Quatre morts dans l’attaque d’une synagogue à Jérusalem

Les tensions entre Israéliens et Palestiniens ne s’apaisent pas, et ont fait de nouvelles victimes hier en Israël. Quatre personnes ont été tuées dans une synagogue de Jérusalem, comme l’a annoncé la police israélienne ce matin.

Un porte-parole des autorités a précisé que « deux terroristes sont entrés dans une synagogue dans le quartier de Har Nof armés d’un pistolet, de hache et de couteau. Ils ont attaqué les fidèles avant d’être neutralisés » par les policiers. Les deux attaquants ont été tués.

Le bilan pourrait s’alourdir, et les correspondants de presse sur place évoquent sur Twitter qu’il pourrait y avoir huit blessés graves, dont deux seraient dans un état désespéré.

RONEN ZVULUN / REUTERS

Des agents de sécurité israéliens aux abords d’une synagogue attaquée, mardi 18 novembre 2014, à Jérusalem (Israël)

Le Hamas et le Jihad islamique ont déjà salué cet attentat, qui viendrait « en réponse au meurtre du martyr Youssef Ramouni », comme l’a indiqué le Hamas. Ce conducteur de bus palestinien avait été retrouvé mort lundi dans son véhicule à Jérusalem-Ouest, sans que les responsables de sa mort n’aient été identifiés pour l’instant.
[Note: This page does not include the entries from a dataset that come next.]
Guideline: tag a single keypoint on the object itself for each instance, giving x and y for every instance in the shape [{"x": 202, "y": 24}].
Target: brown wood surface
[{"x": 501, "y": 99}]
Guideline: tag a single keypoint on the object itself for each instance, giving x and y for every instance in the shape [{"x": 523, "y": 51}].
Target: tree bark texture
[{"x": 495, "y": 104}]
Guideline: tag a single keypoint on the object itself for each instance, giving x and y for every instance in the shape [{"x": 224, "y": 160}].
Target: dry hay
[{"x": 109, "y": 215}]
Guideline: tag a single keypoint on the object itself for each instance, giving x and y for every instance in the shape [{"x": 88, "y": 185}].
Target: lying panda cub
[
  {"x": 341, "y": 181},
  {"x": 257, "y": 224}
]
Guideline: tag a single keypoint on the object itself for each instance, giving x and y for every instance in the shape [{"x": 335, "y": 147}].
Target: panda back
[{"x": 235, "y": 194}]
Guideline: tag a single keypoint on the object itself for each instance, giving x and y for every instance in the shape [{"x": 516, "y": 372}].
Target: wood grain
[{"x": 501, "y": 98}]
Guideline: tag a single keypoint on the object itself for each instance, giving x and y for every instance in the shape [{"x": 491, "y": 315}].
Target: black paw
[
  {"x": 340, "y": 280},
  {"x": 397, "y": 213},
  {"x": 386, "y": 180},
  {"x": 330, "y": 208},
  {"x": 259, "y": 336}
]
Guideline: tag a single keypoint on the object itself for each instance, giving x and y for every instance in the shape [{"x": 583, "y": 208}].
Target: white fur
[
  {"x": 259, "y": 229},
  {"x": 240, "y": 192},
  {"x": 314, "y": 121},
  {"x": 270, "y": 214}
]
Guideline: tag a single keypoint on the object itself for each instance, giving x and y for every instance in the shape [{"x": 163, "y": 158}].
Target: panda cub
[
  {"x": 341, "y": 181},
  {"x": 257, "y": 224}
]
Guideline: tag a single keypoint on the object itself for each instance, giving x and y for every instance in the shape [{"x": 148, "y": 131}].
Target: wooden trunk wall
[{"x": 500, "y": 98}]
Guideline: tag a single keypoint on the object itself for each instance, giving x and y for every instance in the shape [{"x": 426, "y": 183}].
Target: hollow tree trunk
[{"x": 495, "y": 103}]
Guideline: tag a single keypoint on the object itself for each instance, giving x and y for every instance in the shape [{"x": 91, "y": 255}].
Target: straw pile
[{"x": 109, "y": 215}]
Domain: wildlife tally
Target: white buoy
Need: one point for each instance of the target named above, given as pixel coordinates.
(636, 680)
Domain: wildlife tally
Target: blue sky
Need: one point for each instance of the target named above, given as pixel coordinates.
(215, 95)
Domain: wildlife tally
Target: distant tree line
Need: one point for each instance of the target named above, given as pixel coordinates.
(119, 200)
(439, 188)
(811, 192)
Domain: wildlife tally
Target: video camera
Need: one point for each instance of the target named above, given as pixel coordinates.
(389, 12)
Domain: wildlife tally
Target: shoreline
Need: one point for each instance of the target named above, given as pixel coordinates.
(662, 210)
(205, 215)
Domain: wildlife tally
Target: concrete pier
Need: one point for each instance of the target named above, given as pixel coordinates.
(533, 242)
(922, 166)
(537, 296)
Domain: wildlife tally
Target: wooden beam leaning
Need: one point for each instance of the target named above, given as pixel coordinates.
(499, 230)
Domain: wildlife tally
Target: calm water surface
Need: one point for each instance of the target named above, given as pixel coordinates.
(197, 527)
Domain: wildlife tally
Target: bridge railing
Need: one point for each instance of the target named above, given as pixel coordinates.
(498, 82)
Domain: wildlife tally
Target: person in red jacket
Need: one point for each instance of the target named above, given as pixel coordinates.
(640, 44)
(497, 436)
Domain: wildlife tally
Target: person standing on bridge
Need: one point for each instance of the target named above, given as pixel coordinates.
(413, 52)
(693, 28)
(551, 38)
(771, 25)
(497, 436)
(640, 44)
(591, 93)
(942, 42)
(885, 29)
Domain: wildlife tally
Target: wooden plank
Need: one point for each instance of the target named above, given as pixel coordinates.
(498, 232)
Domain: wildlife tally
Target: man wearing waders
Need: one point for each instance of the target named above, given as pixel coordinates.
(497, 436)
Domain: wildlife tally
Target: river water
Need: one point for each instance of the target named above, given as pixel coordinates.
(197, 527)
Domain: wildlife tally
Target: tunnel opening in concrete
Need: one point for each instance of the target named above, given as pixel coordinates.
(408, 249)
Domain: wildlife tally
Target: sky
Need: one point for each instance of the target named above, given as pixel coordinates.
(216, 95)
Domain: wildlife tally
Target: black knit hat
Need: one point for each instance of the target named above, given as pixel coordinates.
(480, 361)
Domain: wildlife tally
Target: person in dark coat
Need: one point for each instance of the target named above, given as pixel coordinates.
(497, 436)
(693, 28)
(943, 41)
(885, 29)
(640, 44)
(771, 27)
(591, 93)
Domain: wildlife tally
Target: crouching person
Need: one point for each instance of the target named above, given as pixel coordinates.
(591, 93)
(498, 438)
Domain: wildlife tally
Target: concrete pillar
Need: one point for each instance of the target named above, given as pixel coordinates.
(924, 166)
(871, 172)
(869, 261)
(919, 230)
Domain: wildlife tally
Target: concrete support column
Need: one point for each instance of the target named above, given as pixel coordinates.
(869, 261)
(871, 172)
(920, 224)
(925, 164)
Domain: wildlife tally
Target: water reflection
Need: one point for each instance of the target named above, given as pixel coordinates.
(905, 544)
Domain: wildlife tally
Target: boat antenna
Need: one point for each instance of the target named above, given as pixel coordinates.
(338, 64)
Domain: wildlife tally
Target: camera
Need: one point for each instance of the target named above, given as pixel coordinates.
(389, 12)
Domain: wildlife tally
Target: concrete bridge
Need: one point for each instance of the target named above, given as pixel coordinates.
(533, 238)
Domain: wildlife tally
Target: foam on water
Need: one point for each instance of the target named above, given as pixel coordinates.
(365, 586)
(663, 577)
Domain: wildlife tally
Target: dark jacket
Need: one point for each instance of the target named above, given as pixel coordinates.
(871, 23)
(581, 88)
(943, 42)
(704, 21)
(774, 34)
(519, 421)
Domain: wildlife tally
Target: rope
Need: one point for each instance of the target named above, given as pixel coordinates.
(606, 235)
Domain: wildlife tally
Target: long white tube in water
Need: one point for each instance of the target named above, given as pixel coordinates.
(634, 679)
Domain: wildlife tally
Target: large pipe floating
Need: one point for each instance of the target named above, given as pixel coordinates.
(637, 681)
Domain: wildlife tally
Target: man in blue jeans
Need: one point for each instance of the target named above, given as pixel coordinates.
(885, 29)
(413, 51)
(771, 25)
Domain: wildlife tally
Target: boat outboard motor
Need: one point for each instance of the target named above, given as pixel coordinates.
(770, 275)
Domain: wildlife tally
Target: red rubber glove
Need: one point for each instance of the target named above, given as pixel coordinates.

Une violence continue entre israéliens et palestiniens qui a repris cet été

L’attaque de la synagogue intervient dans un contexte de tensions exacerbées en Israël, en Cisjordanie et à Jérusalem, où les affrontements entre policiers israéliens et manifestants palestiniens sont quotidiens et de plus en plus violents.

Au cours du dernier mois, cinq Israéliens et un touriste étranger ont été tués à l’arme blanche et à la voiture bélier par des Palestiniens. Par ailleurs, six Palestiniens ont perdu la vie, dont les auteurs présumés de ces précédentes agressions.

En juillet, l’assassinat d’un adolescent palestinien en représailles à l’enlèvement et au meurtre de trois adolescents juifs en Cisjordanie a été le déclencheur de ce nouveau cycle de violences, alimenté depuis cet été par la guerre dans la bande de Gaza et le conflit sur l’accès à l’esplanade des Mosquées.